Through a November 20 letter to Prime Minister Rukahana Rugunda, Mr Museveni said these should be in the Budget for Financial Year 2016/2017.

“These will be distributed to six million households, each receiving three hoes,” Mr Museveni said.
The hoes are meant to boost food security and incomes for small land owners, the President said. The retail price for a hoe is Shs7, 500. At Shs7, 500 per piece, 18 million hoes would cost Shs135 billion, which is 28 per cent of the Agriculture ministry’s budget for this fiscal year.

Mr Museveni’s directive comes on the heels of his pledge to allocate Shs1 trillion to the National Agricultural Advisory Services (NAADS) to buy seeds for all farmers – because, he said, there is “huge demand for seeds.”

The hoes, like the increment of the NAADS budget, are not mentioned in the NRM Manifesto, whose theme is Taking Uganda to Modernity Through Job Creation and Inclusive Development.

What NRM Manifesto says
The manifesto only talks about the transformation from peasant to modern agriculture by availing machinery for hire at affordable rates for bush clearing, ploughing, harrowing, planting and harvesting.

The provision of hoes would be a departure from the government’s pledge in 2006/07 to provide “walking tractors” that have harrowing implements to farmers groups in the parishes to use to increase agricultural production.

Mr Kassiano Wadri, a member of the Parliamentary Committee on Agriculture, told Daily Monitor yesterday that if government is genuinely interested in improving agriculture, it should abide by the Moputu Declaration – and allocate 10 per cent of the National Budget to Agriculture.

“It is the campaign heat forcing him [Mr Museveni] to make such outrageous pledges, talking about hoes when we should be talking of agricultural mechanization.
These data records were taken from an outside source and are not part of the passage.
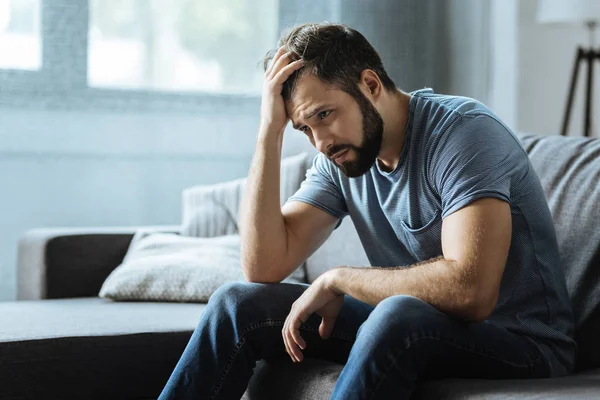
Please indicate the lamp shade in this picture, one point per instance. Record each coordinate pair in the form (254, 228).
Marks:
(568, 11)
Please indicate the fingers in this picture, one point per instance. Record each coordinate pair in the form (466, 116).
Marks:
(280, 62)
(292, 339)
(286, 71)
(280, 51)
(326, 327)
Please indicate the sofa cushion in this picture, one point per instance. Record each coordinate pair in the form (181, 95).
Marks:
(213, 210)
(569, 170)
(170, 267)
(91, 348)
(315, 379)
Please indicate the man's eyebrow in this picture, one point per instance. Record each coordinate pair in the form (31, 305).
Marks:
(316, 110)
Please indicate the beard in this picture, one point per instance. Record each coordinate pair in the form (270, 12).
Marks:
(366, 153)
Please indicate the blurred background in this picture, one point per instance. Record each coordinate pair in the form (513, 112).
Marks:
(109, 108)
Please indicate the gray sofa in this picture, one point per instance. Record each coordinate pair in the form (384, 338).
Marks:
(61, 341)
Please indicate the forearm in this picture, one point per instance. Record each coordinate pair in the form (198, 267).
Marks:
(262, 225)
(439, 282)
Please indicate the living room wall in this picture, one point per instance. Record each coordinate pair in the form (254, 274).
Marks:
(69, 164)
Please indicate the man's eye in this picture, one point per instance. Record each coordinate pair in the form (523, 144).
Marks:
(324, 114)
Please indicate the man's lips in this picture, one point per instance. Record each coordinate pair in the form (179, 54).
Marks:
(337, 157)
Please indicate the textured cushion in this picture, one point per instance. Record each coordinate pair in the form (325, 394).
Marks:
(208, 209)
(169, 267)
(212, 210)
(569, 170)
(315, 379)
(91, 348)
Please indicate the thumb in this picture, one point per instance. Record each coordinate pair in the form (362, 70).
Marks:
(326, 327)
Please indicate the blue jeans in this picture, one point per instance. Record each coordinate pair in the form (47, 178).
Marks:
(386, 348)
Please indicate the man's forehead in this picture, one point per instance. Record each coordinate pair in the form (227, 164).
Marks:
(309, 93)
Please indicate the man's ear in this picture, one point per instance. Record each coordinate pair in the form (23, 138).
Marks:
(370, 83)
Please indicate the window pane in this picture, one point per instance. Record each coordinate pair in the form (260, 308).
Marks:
(20, 41)
(181, 45)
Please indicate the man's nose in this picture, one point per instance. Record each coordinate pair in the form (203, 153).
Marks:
(323, 141)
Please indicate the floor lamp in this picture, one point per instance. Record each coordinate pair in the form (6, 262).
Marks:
(585, 12)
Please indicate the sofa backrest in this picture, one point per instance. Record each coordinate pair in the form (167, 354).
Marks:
(569, 170)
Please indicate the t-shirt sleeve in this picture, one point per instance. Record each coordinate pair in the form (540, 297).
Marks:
(320, 190)
(476, 158)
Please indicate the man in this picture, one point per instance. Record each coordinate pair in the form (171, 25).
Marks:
(466, 278)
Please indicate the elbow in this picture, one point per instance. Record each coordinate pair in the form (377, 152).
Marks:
(255, 274)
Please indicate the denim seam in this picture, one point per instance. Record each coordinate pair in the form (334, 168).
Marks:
(528, 364)
(238, 346)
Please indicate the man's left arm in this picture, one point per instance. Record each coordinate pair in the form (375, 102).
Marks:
(464, 282)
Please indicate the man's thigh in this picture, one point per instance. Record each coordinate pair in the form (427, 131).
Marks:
(420, 337)
(261, 310)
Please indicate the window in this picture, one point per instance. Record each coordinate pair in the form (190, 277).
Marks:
(20, 39)
(180, 45)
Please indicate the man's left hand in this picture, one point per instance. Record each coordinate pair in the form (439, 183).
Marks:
(319, 298)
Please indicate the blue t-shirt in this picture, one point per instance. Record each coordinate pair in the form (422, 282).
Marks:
(457, 151)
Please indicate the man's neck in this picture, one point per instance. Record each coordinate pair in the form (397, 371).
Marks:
(395, 116)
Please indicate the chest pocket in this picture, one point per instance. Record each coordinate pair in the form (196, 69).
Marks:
(424, 242)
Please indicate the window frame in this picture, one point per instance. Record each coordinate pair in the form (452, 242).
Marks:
(61, 82)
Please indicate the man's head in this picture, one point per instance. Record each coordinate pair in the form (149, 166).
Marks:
(330, 98)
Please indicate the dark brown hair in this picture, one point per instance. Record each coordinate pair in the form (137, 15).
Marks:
(335, 53)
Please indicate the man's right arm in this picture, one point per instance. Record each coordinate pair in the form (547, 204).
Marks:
(276, 240)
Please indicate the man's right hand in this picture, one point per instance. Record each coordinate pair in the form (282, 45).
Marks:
(273, 115)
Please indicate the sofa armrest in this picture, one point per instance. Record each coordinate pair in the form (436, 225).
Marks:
(58, 263)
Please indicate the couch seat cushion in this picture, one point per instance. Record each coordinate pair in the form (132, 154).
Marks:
(315, 379)
(91, 348)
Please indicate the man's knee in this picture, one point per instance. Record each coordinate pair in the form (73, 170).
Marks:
(400, 315)
(232, 296)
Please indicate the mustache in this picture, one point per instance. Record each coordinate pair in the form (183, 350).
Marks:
(337, 149)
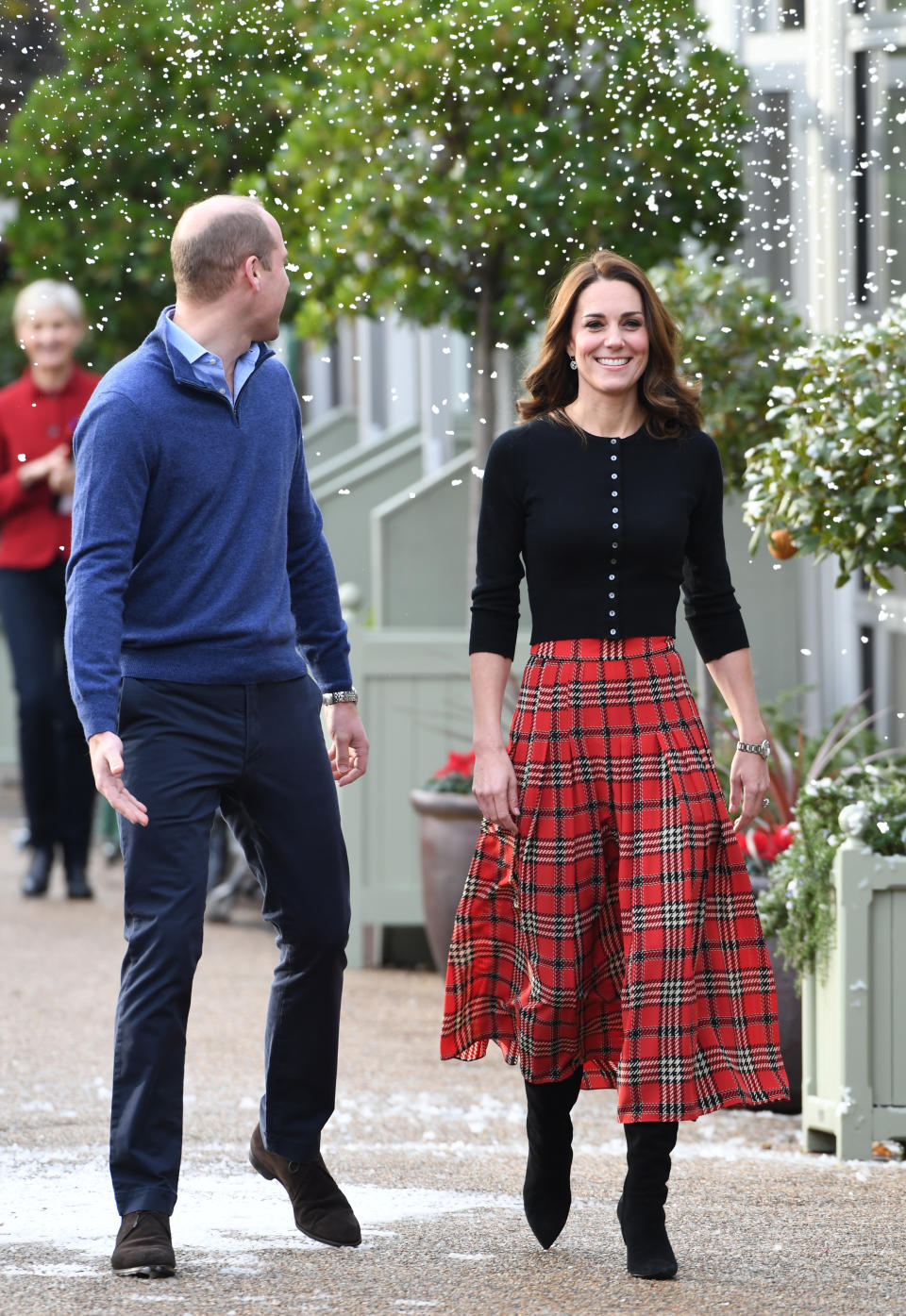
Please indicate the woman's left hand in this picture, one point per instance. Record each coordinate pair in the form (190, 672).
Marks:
(748, 787)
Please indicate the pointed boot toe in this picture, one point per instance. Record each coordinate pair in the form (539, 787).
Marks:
(546, 1195)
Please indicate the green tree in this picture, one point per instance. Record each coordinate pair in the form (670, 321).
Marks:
(835, 479)
(156, 107)
(457, 154)
(736, 337)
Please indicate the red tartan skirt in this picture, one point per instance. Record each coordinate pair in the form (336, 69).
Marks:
(616, 929)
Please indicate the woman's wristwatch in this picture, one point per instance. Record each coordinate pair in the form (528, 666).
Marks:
(340, 696)
(763, 749)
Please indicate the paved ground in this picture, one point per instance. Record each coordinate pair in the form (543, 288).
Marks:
(430, 1156)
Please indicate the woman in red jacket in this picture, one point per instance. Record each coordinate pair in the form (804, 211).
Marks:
(39, 413)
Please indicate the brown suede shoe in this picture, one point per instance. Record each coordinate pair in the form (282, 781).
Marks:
(143, 1246)
(320, 1208)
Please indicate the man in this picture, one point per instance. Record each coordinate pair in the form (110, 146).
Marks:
(200, 593)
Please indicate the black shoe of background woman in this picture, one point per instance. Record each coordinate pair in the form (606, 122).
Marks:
(34, 883)
(76, 885)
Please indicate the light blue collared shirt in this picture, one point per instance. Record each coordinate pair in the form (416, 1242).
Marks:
(207, 367)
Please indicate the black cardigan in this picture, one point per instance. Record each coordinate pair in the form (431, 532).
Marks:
(606, 530)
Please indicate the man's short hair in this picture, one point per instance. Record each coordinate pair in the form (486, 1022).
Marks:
(47, 295)
(204, 263)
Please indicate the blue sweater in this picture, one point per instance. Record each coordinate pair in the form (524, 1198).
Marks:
(198, 553)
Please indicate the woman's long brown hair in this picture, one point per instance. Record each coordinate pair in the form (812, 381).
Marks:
(670, 403)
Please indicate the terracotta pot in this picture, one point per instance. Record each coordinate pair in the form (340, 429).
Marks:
(789, 1019)
(448, 825)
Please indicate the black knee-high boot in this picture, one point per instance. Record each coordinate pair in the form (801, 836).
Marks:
(640, 1209)
(545, 1193)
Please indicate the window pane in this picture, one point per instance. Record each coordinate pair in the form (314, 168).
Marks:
(766, 229)
(893, 174)
(792, 13)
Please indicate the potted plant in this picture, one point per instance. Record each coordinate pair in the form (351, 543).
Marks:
(796, 761)
(836, 903)
(449, 820)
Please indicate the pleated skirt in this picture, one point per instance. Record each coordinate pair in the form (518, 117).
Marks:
(616, 930)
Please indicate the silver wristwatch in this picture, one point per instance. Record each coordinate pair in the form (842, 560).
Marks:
(763, 749)
(340, 696)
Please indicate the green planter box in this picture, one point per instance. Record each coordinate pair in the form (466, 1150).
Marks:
(853, 1023)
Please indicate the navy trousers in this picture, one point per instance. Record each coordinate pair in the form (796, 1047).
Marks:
(59, 785)
(256, 752)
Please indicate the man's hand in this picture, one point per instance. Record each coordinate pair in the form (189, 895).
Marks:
(60, 479)
(348, 742)
(106, 750)
(42, 467)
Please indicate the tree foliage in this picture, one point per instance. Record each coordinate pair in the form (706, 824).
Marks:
(457, 154)
(736, 337)
(159, 104)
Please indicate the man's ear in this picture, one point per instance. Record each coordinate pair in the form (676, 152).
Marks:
(249, 272)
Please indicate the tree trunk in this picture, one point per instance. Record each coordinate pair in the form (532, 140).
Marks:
(483, 416)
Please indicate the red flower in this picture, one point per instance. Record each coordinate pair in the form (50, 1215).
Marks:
(461, 763)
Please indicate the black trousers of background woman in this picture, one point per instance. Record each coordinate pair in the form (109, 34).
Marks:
(57, 780)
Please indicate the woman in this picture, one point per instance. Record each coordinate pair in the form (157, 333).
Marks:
(607, 935)
(39, 413)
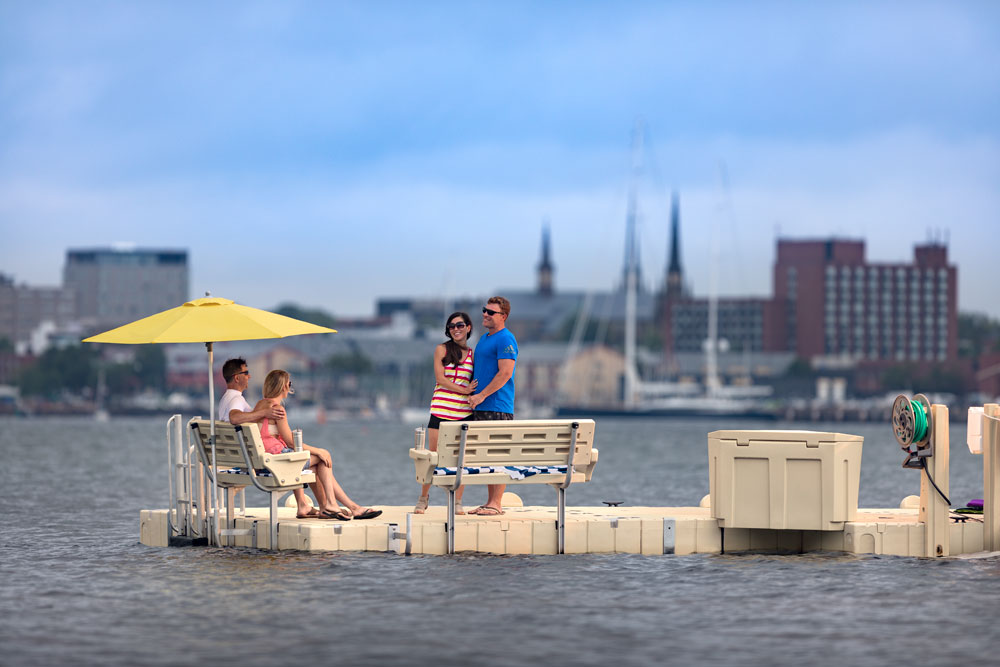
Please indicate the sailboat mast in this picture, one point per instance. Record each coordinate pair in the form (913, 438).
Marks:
(632, 270)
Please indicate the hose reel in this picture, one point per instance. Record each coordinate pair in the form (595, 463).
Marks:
(911, 424)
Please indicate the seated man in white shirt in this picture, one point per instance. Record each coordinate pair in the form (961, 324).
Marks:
(235, 409)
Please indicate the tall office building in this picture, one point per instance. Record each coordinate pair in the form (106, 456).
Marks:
(830, 302)
(114, 286)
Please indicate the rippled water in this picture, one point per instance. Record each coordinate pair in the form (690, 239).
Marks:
(76, 587)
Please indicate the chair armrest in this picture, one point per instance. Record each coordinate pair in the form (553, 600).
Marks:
(290, 456)
(422, 454)
(424, 461)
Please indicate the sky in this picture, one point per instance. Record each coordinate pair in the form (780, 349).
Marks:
(331, 153)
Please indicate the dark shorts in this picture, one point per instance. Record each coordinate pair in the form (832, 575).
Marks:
(491, 416)
(435, 422)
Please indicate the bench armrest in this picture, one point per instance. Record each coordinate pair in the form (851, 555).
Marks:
(424, 462)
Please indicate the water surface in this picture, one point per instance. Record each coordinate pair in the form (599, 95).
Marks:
(78, 588)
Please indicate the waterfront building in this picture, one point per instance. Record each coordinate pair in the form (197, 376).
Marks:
(23, 309)
(831, 304)
(114, 286)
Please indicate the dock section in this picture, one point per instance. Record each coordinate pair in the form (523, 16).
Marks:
(532, 531)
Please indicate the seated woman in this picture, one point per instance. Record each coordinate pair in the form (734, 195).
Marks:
(276, 436)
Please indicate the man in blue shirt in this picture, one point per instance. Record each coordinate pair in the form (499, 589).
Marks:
(493, 368)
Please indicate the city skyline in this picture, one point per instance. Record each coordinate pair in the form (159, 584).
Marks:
(331, 155)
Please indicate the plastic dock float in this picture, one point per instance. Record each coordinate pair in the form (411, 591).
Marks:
(771, 491)
(532, 531)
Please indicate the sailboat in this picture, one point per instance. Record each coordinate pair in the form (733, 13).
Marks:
(669, 399)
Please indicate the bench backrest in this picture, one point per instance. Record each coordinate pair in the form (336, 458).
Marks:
(227, 445)
(518, 442)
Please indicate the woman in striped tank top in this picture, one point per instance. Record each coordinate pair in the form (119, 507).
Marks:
(450, 402)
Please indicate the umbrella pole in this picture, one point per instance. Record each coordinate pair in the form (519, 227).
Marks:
(211, 421)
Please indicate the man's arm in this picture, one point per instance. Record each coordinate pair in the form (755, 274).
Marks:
(505, 371)
(237, 416)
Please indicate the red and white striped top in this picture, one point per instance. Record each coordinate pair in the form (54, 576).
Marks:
(448, 404)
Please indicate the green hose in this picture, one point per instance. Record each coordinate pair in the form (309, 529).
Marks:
(919, 421)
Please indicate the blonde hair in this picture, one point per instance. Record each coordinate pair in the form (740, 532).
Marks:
(275, 382)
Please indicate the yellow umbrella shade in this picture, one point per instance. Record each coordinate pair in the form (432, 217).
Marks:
(207, 320)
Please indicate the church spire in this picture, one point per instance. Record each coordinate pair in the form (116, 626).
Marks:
(545, 269)
(675, 274)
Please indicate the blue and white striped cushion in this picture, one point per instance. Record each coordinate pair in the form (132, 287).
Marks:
(243, 471)
(515, 472)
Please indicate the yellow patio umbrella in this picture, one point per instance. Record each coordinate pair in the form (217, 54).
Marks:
(208, 320)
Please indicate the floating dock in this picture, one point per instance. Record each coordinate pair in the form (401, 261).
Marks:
(532, 531)
(770, 491)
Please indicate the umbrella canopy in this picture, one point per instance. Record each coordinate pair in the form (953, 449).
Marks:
(207, 320)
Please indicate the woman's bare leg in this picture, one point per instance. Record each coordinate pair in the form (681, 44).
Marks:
(321, 463)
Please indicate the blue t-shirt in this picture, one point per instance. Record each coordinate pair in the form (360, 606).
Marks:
(489, 350)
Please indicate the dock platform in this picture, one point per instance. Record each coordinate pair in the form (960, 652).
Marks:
(532, 530)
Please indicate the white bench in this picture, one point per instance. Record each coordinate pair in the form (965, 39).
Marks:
(558, 452)
(240, 460)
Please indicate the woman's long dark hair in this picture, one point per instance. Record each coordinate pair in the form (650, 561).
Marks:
(453, 352)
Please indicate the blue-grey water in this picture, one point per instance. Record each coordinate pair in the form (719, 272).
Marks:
(76, 587)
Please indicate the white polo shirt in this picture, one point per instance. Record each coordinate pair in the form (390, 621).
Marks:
(232, 400)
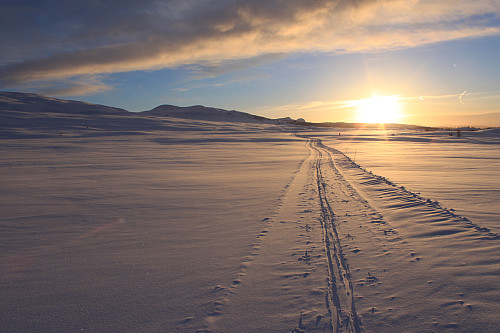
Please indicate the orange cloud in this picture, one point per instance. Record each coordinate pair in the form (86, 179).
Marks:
(173, 33)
We should commit ourselves to the Maputo Declaration,” Mr Wadri said.

This fiscal year, government allocated 2 per cent of the National Budget to agriculture, arguing that its priority are roads, power generation and transmission projects as well as security and defense.

So far, it is only Forum for Democratic Change presidential candidate Kizza Besigye who has promised to increase the Agriculture ministry’s allocation to 15 per cent of the National Budget.

Mr Julius Kapwepwe Mishambi, the director programs at the Uganda Debt Network, a development organisation, said Mr Museveni’s pledges should be consistent with policy regimes of the NRM, the National Development Plan and the Agricultural Sector Development Plan.

“It is not the hoes of our forefathers that agriculture needs, else we should have modernized it already. We need more money in strategic areas that unlock agriculture to modernization,” Mr Mishambi said.

However, Mr Frank Tumwebaze, the Presidency minister and former chairman of the Uganda National Farmers Federation, said this “is not a new promise.”

“Different programes of government have been giving our farmers tools, hoes and ox–ploughs as demanded by various communities. The same applies to seeds and other inputs,” Mr Tumwebaze said.

“It is just a plan to continue supporting those communities in need, mainly those recovering from the conflict, with minimum tools of production. The model for commercial farmers is different, as articulated in our manifesto and value–addition initiatives under the Plan for modernization of Agriculture.”